By Alison Lowe
Nassau Guardian Business Editor
NASSAU, Bahamas -- The Bahamas Court of Appeal has ruled against an application by UBS (Bahamas) to appeal a decision of the court to the Privy Council in London, saying the case at hand is not one of general public importance.
UBS had sought leave to appeal to the Privy Council the Court of Appeal’s ruling in July 31, 2013, in which it ruled in favour of Standard Chartered Bank (Switzerland) in a matter relating to a $34.2 million claim by Standard Chartered Bank against UBS (Bahamas).
In that ruling, reviewing a decision of the chief justice, which had struck out Standard Chartered’s claim, Justices Anita Allen, Christopher Blackman and Neville Adderley sent the case back to the Supreme Court for retrial.
The judges said at the time that the chief justice’s ruling on the matter was “unsafe”, and based on “incomplete evidence”.
However, UBS (Bahamas) had, according to the most recent ruling from the Court of Appeal, sought to challenge its decision to send the matter back for a re-trial on numerous grounds that “for the most part, revolve around this court’s purported failure to consider and make a determination on the facts, and its purported failure to apply the relevant law.”
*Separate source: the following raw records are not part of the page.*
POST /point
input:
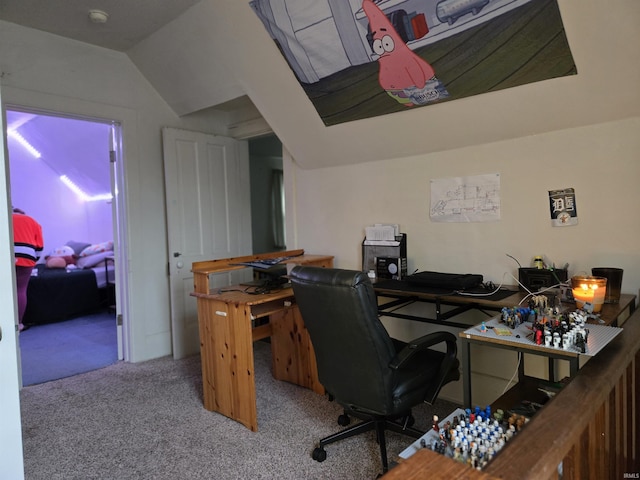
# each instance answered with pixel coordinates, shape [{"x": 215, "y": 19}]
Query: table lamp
[{"x": 589, "y": 289}]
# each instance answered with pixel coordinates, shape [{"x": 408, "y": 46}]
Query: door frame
[{"x": 119, "y": 221}]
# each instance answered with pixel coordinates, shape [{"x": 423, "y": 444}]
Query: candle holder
[{"x": 589, "y": 290}]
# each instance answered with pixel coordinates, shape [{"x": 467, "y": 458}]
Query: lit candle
[{"x": 589, "y": 290}]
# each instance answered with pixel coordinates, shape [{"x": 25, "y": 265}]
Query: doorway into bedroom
[{"x": 61, "y": 175}]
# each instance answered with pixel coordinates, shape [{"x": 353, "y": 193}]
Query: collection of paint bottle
[{"x": 474, "y": 437}]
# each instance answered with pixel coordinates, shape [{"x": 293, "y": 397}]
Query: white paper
[{"x": 466, "y": 199}]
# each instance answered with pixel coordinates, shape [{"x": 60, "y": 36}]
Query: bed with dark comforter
[{"x": 55, "y": 294}]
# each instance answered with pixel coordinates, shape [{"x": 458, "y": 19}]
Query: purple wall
[{"x": 37, "y": 189}]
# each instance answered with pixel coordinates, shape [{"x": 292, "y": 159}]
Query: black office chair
[{"x": 373, "y": 377}]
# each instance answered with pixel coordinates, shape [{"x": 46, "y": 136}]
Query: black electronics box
[
  {"x": 373, "y": 250},
  {"x": 394, "y": 268},
  {"x": 534, "y": 279}
]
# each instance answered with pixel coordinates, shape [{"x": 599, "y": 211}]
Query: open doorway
[
  {"x": 61, "y": 174},
  {"x": 267, "y": 194}
]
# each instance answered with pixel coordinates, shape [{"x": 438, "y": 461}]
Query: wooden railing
[{"x": 590, "y": 430}]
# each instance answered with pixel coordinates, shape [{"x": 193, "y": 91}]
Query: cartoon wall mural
[
  {"x": 403, "y": 75},
  {"x": 362, "y": 58}
]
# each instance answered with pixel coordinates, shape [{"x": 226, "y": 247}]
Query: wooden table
[
  {"x": 231, "y": 319},
  {"x": 612, "y": 313}
]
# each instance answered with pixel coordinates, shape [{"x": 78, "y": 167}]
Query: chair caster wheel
[
  {"x": 344, "y": 420},
  {"x": 319, "y": 454}
]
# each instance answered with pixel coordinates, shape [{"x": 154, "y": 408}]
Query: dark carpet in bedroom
[{"x": 63, "y": 349}]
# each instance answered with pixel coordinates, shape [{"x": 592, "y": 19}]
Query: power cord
[{"x": 514, "y": 374}]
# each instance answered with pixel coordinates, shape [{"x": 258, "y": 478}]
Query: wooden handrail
[{"x": 590, "y": 429}]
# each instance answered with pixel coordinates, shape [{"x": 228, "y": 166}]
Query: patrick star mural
[
  {"x": 362, "y": 58},
  {"x": 405, "y": 76}
]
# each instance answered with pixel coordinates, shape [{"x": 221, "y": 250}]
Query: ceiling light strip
[{"x": 23, "y": 141}]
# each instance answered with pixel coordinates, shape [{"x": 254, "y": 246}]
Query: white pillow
[
  {"x": 92, "y": 260},
  {"x": 97, "y": 248},
  {"x": 65, "y": 251}
]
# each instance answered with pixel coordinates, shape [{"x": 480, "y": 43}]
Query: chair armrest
[
  {"x": 449, "y": 362},
  {"x": 422, "y": 343}
]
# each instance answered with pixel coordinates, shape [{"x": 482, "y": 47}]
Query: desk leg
[
  {"x": 466, "y": 373},
  {"x": 226, "y": 346},
  {"x": 574, "y": 365},
  {"x": 292, "y": 356}
]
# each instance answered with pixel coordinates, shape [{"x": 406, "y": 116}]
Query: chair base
[{"x": 378, "y": 423}]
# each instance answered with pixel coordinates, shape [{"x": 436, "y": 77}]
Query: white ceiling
[{"x": 129, "y": 21}]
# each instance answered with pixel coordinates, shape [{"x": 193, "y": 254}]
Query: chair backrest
[{"x": 353, "y": 349}]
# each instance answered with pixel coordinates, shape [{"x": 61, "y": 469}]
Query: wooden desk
[
  {"x": 231, "y": 319},
  {"x": 613, "y": 314}
]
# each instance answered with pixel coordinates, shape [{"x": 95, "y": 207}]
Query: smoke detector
[{"x": 98, "y": 16}]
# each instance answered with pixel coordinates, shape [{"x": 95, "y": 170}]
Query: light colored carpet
[{"x": 146, "y": 421}]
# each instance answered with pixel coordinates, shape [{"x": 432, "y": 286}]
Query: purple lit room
[{"x": 60, "y": 175}]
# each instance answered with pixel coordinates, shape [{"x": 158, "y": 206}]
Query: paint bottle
[{"x": 538, "y": 262}]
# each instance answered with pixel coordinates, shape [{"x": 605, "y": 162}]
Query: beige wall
[
  {"x": 333, "y": 206},
  {"x": 55, "y": 74}
]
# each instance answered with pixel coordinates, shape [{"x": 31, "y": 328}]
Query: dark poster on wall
[{"x": 362, "y": 58}]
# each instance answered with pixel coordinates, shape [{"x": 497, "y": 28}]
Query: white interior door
[
  {"x": 208, "y": 217},
  {"x": 11, "y": 460}
]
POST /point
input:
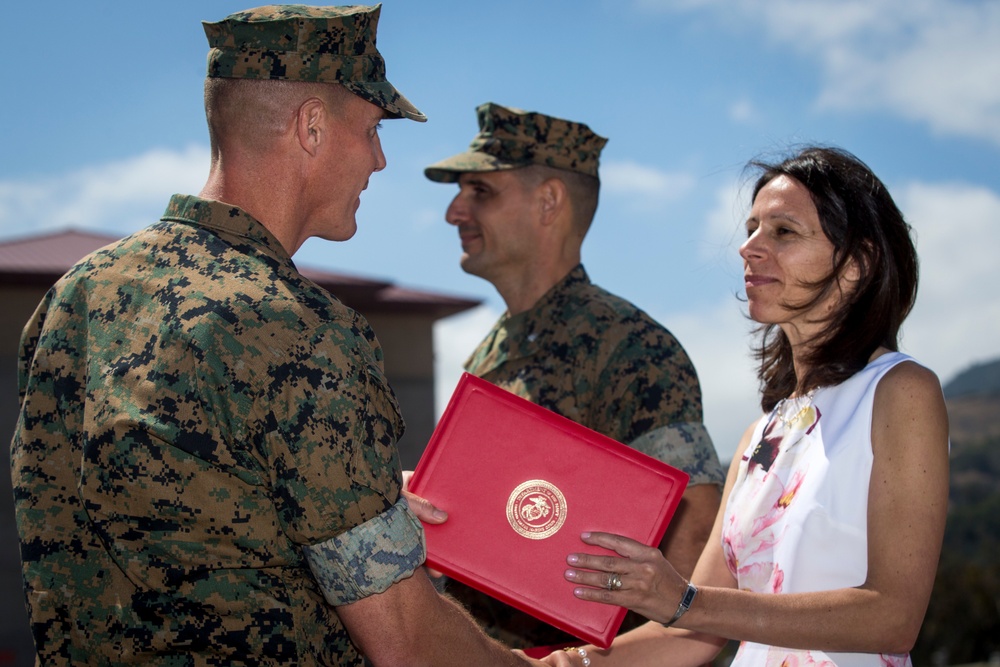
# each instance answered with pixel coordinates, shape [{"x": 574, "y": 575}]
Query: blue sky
[{"x": 103, "y": 120}]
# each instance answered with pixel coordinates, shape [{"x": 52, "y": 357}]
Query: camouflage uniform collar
[{"x": 226, "y": 218}]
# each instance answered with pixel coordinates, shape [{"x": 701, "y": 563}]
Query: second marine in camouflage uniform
[
  {"x": 204, "y": 465},
  {"x": 575, "y": 349}
]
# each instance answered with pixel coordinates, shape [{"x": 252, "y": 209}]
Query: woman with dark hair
[{"x": 825, "y": 547}]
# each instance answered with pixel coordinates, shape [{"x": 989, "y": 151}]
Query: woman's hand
[{"x": 645, "y": 583}]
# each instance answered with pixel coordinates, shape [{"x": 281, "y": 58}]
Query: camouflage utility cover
[
  {"x": 305, "y": 43},
  {"x": 511, "y": 138},
  {"x": 196, "y": 418},
  {"x": 595, "y": 358}
]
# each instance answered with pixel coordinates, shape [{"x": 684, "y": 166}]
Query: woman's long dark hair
[{"x": 865, "y": 227}]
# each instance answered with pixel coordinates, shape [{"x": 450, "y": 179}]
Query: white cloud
[
  {"x": 930, "y": 61},
  {"x": 724, "y": 228},
  {"x": 119, "y": 196},
  {"x": 454, "y": 340},
  {"x": 644, "y": 188},
  {"x": 956, "y": 321}
]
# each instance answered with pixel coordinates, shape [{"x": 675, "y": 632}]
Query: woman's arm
[
  {"x": 907, "y": 502},
  {"x": 649, "y": 643}
]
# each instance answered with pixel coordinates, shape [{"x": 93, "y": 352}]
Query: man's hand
[{"x": 425, "y": 511}]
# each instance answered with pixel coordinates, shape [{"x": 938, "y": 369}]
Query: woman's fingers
[{"x": 620, "y": 544}]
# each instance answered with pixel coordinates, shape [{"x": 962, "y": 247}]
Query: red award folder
[{"x": 520, "y": 483}]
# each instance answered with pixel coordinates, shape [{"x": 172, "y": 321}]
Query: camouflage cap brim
[
  {"x": 449, "y": 169},
  {"x": 309, "y": 44},
  {"x": 386, "y": 96},
  {"x": 510, "y": 138}
]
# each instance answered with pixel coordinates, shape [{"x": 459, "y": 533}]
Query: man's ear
[
  {"x": 310, "y": 124},
  {"x": 552, "y": 198}
]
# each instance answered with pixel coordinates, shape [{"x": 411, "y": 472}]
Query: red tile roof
[{"x": 40, "y": 260}]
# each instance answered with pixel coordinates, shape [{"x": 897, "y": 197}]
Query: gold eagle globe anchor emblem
[{"x": 536, "y": 509}]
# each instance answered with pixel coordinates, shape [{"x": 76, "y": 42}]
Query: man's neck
[{"x": 522, "y": 293}]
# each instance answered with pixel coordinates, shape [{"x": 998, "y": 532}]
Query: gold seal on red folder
[{"x": 536, "y": 509}]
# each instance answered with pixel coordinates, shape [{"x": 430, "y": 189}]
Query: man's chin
[{"x": 472, "y": 267}]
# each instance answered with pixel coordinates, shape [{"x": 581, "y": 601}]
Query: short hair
[
  {"x": 252, "y": 112},
  {"x": 866, "y": 228},
  {"x": 584, "y": 191}
]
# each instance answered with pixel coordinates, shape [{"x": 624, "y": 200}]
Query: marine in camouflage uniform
[
  {"x": 578, "y": 350},
  {"x": 204, "y": 464},
  {"x": 194, "y": 413}
]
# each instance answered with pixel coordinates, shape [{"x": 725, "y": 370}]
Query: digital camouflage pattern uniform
[
  {"x": 195, "y": 415},
  {"x": 204, "y": 464},
  {"x": 595, "y": 358},
  {"x": 579, "y": 351}
]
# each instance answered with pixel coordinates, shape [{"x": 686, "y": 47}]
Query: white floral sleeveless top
[{"x": 796, "y": 520}]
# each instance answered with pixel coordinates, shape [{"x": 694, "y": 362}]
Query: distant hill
[{"x": 979, "y": 380}]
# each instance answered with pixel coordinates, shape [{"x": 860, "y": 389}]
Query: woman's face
[{"x": 786, "y": 250}]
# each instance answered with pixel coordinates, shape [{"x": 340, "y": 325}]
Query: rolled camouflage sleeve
[
  {"x": 687, "y": 447},
  {"x": 369, "y": 558}
]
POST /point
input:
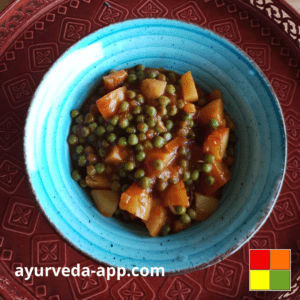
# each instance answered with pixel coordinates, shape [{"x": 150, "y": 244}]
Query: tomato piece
[
  {"x": 189, "y": 90},
  {"x": 216, "y": 143}
]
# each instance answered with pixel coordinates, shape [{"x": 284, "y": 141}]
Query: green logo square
[{"x": 280, "y": 280}]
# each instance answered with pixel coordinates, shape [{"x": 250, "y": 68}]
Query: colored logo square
[
  {"x": 280, "y": 280},
  {"x": 259, "y": 280},
  {"x": 280, "y": 259},
  {"x": 259, "y": 259}
]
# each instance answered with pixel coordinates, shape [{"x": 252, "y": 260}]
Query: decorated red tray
[{"x": 33, "y": 34}]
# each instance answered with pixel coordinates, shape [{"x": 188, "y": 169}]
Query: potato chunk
[
  {"x": 106, "y": 201},
  {"x": 136, "y": 201},
  {"x": 152, "y": 89},
  {"x": 112, "y": 81},
  {"x": 109, "y": 104}
]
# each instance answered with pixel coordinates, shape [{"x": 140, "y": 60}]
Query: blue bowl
[{"x": 215, "y": 63}]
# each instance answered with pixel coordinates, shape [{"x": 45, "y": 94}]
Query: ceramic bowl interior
[{"x": 215, "y": 63}]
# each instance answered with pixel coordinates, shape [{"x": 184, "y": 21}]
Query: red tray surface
[{"x": 33, "y": 34}]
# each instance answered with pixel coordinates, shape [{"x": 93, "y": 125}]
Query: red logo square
[{"x": 259, "y": 259}]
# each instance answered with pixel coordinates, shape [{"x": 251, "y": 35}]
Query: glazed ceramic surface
[{"x": 215, "y": 63}]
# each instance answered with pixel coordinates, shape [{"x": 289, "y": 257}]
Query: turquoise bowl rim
[{"x": 263, "y": 214}]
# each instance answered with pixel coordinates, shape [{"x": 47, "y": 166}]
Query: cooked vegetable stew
[{"x": 152, "y": 147}]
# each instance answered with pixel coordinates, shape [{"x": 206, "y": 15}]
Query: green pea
[
  {"x": 110, "y": 128},
  {"x": 85, "y": 131},
  {"x": 114, "y": 120},
  {"x": 186, "y": 176},
  {"x": 112, "y": 138},
  {"x": 133, "y": 140},
  {"x": 145, "y": 182},
  {"x": 139, "y": 173},
  {"x": 165, "y": 230},
  {"x": 115, "y": 186},
  {"x": 137, "y": 110},
  {"x": 124, "y": 187},
  {"x": 102, "y": 152},
  {"x": 122, "y": 173},
  {"x": 140, "y": 75},
  {"x": 140, "y": 98},
  {"x": 115, "y": 176},
  {"x": 124, "y": 123},
  {"x": 164, "y": 100},
  {"x": 152, "y": 121},
  {"x": 73, "y": 139},
  {"x": 158, "y": 164},
  {"x": 162, "y": 111},
  {"x": 159, "y": 142},
  {"x": 142, "y": 137},
  {"x": 192, "y": 213},
  {"x": 140, "y": 119},
  {"x": 100, "y": 168},
  {"x": 148, "y": 145},
  {"x": 162, "y": 185},
  {"x": 169, "y": 124},
  {"x": 83, "y": 183},
  {"x": 187, "y": 117},
  {"x": 122, "y": 141},
  {"x": 100, "y": 130},
  {"x": 93, "y": 126},
  {"x": 131, "y": 94},
  {"x": 183, "y": 151},
  {"x": 131, "y": 78},
  {"x": 195, "y": 175},
  {"x": 82, "y": 161},
  {"x": 152, "y": 74},
  {"x": 184, "y": 163},
  {"x": 183, "y": 132},
  {"x": 191, "y": 123},
  {"x": 131, "y": 129},
  {"x": 202, "y": 101},
  {"x": 209, "y": 180},
  {"x": 151, "y": 111},
  {"x": 170, "y": 89},
  {"x": 180, "y": 210},
  {"x": 180, "y": 104},
  {"x": 167, "y": 136},
  {"x": 79, "y": 119},
  {"x": 74, "y": 128},
  {"x": 74, "y": 113},
  {"x": 76, "y": 176},
  {"x": 141, "y": 156},
  {"x": 91, "y": 170},
  {"x": 124, "y": 106},
  {"x": 207, "y": 168},
  {"x": 105, "y": 144},
  {"x": 140, "y": 68},
  {"x": 89, "y": 118},
  {"x": 213, "y": 123},
  {"x": 79, "y": 149},
  {"x": 139, "y": 147},
  {"x": 172, "y": 110},
  {"x": 185, "y": 219}
]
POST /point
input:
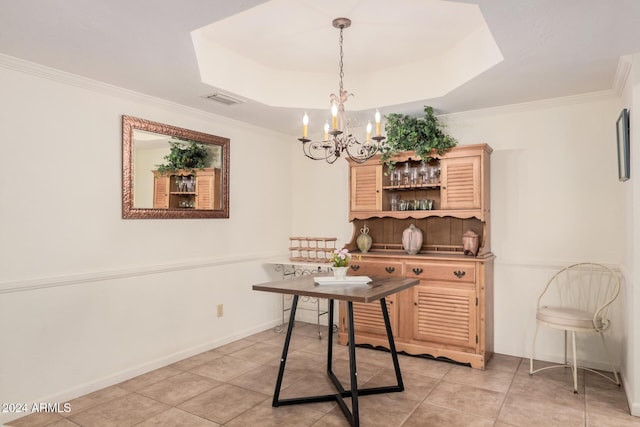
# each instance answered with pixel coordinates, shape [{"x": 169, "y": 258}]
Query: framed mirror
[{"x": 160, "y": 181}]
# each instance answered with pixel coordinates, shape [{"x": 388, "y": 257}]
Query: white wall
[
  {"x": 88, "y": 299},
  {"x": 630, "y": 262}
]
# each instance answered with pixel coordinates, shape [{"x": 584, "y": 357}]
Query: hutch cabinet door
[
  {"x": 367, "y": 318},
  {"x": 445, "y": 315},
  {"x": 366, "y": 188},
  {"x": 161, "y": 192},
  {"x": 460, "y": 178},
  {"x": 205, "y": 191}
]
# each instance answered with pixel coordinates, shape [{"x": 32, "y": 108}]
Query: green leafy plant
[
  {"x": 340, "y": 257},
  {"x": 185, "y": 154},
  {"x": 423, "y": 135}
]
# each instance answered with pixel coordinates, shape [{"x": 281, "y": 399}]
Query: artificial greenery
[
  {"x": 423, "y": 135},
  {"x": 185, "y": 154}
]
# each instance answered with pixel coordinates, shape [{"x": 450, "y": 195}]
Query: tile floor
[{"x": 233, "y": 386}]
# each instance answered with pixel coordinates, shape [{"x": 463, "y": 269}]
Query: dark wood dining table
[{"x": 375, "y": 290}]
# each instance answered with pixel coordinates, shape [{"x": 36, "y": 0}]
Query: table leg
[
  {"x": 353, "y": 415},
  {"x": 392, "y": 344},
  {"x": 355, "y": 412},
  {"x": 285, "y": 351},
  {"x": 330, "y": 339}
]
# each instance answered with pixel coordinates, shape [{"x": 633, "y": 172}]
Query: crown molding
[
  {"x": 622, "y": 73},
  {"x": 64, "y": 77},
  {"x": 543, "y": 103}
]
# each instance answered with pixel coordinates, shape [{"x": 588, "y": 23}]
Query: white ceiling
[{"x": 550, "y": 48}]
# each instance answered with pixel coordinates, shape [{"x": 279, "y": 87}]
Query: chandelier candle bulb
[
  {"x": 338, "y": 140},
  {"x": 334, "y": 114},
  {"x": 305, "y": 125}
]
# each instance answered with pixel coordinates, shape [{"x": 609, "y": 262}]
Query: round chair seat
[{"x": 564, "y": 317}]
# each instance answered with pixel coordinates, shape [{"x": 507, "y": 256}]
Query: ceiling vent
[{"x": 225, "y": 99}]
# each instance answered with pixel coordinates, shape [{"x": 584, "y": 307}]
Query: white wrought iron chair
[{"x": 576, "y": 299}]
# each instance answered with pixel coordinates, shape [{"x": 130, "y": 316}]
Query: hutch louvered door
[
  {"x": 460, "y": 183},
  {"x": 160, "y": 191},
  {"x": 366, "y": 182},
  {"x": 446, "y": 315}
]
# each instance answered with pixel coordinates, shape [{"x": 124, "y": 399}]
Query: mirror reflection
[{"x": 170, "y": 172}]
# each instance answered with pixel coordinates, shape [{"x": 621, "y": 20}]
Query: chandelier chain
[
  {"x": 341, "y": 63},
  {"x": 339, "y": 140}
]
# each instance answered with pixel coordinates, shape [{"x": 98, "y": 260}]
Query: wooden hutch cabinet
[
  {"x": 450, "y": 313},
  {"x": 186, "y": 189}
]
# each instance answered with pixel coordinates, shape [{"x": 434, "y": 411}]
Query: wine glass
[
  {"x": 424, "y": 171},
  {"x": 406, "y": 172}
]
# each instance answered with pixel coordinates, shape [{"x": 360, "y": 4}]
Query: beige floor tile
[
  {"x": 382, "y": 410},
  {"x": 178, "y": 388},
  {"x": 123, "y": 411},
  {"x": 555, "y": 385},
  {"x": 332, "y": 419},
  {"x": 265, "y": 415},
  {"x": 63, "y": 423},
  {"x": 177, "y": 418},
  {"x": 96, "y": 398},
  {"x": 224, "y": 368},
  {"x": 37, "y": 419},
  {"x": 263, "y": 336},
  {"x": 149, "y": 378},
  {"x": 525, "y": 410},
  {"x": 417, "y": 386},
  {"x": 263, "y": 378},
  {"x": 423, "y": 366},
  {"x": 602, "y": 420},
  {"x": 365, "y": 371},
  {"x": 465, "y": 398},
  {"x": 502, "y": 362},
  {"x": 223, "y": 403},
  {"x": 312, "y": 384},
  {"x": 234, "y": 346},
  {"x": 495, "y": 380},
  {"x": 259, "y": 353},
  {"x": 434, "y": 416}
]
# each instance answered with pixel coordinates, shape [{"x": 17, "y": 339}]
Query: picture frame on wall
[{"x": 622, "y": 132}]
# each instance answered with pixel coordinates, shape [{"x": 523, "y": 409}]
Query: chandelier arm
[{"x": 341, "y": 139}]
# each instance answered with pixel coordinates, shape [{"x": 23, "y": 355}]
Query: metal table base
[{"x": 353, "y": 415}]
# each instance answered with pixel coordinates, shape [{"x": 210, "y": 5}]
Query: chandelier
[{"x": 338, "y": 138}]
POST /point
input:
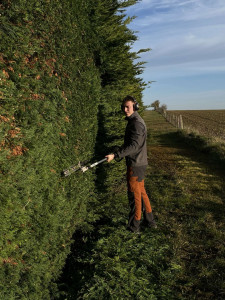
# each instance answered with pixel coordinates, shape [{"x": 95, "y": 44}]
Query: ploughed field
[{"x": 209, "y": 123}]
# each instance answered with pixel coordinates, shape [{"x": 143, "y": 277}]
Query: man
[{"x": 134, "y": 150}]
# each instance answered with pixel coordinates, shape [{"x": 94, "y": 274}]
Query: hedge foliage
[{"x": 64, "y": 67}]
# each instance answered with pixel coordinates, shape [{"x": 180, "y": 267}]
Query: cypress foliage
[{"x": 64, "y": 67}]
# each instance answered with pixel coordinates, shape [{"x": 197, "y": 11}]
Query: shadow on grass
[{"x": 196, "y": 148}]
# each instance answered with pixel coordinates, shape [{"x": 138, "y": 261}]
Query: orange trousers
[{"x": 137, "y": 193}]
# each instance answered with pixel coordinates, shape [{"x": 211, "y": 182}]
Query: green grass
[{"x": 184, "y": 257}]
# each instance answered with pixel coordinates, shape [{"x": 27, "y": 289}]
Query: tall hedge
[{"x": 64, "y": 67}]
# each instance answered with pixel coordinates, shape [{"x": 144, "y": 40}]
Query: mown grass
[{"x": 184, "y": 257}]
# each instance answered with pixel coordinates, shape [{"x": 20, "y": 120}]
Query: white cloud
[{"x": 187, "y": 40}]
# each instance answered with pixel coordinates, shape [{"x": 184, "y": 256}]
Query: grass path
[
  {"x": 184, "y": 257},
  {"x": 188, "y": 191}
]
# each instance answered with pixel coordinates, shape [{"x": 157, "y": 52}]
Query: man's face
[{"x": 128, "y": 108}]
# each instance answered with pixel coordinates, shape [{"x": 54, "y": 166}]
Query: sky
[{"x": 187, "y": 57}]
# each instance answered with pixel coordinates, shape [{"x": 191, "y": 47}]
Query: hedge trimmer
[{"x": 81, "y": 167}]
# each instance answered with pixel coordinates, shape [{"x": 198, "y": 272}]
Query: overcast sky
[{"x": 187, "y": 60}]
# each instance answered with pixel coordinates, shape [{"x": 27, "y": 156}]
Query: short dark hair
[{"x": 129, "y": 98}]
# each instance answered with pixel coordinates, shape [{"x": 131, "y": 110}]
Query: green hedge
[{"x": 65, "y": 65}]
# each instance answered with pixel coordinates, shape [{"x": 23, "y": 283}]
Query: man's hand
[{"x": 110, "y": 157}]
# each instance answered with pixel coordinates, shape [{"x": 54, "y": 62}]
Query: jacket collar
[{"x": 134, "y": 114}]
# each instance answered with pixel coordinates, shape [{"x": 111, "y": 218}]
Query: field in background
[{"x": 210, "y": 123}]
In response, the Court of Appeal held that the issue at hand is not “one of general public importance” and they will only be “properly answered” if the retrial that was initially ordered by the Court goes ahead.
“We believe it would be premature to send the matter to the Privy Council when all of the facts have not been established,” said Justices Anita Allen, Stanley John, and Abudulai Conteh.
The case revolves around a number of shares held as collateral for a loan by UBS (Bahamas) which the Bahamas office of the Swiss bank had agreed to transfer to Standard Chartered Bank (Switzerland), according to court documents.
The shares were beneficially owned by a mutual customer of the two banks, CIF, in 2008, who owed UBS (Bahamas) “in excess of $30 million”.
According to the Court of Appeal judgment on the matter, an agreement to transfer the shares from UBS (Bahamas) to Standard Chartered (Switzerland) took place via the SWIFT messaging system in November 2008, after CIF obtained a loan from Standard Chartered Bank to pay its debt to UBS (Bahamas).
The two banks agreed to transfer the shares to Standard Chartered (Switzerland) once the Swiss bank sent $34.2 million – the amount of its loan to CIF to cover its debt to UBS.
On November 12, 2008, Standard Chartered (Switzerland) transferred the funds to UBS (Bahamas) and UBS (Bahamas) began initiating the process of transferring the shares – comprising 98,068 shares in Kingate Global Fund Limited and 36,356.58 shares in Thema Fund Limited.
However, in the meantime, the Bernie Madoff fraud led to a collapse in the value of the shares and a suspension of trading in them.
“The value of the shares collapsed as a result of the well-publicized Bernie Madoff fraud. On the 12th of December, 2008, before the shares were transferred, trading in the shares were suspended and this action was commenced on the basis that the shares could no longer be transferred,” said the judgment on Standard Chartered’s appeal against the chief justice’s ruling.
“The plaintiff (Standard Chartered) had requested the return of the $34.2 million on the grounds that as the shares had not been and could no longer be transferred to it, the condition for payment had not been satisfied and therefore the plaintiff said it was entitled to the return of its money.”
Standard Chartered (Switzerland) asserted that since the shares were not transferred following its transfer of $34.2 million to UBS, the “consideration for the payment under the contract had wholly failed”.
However, UBS said that “it had performed all that was required of it under the contract”.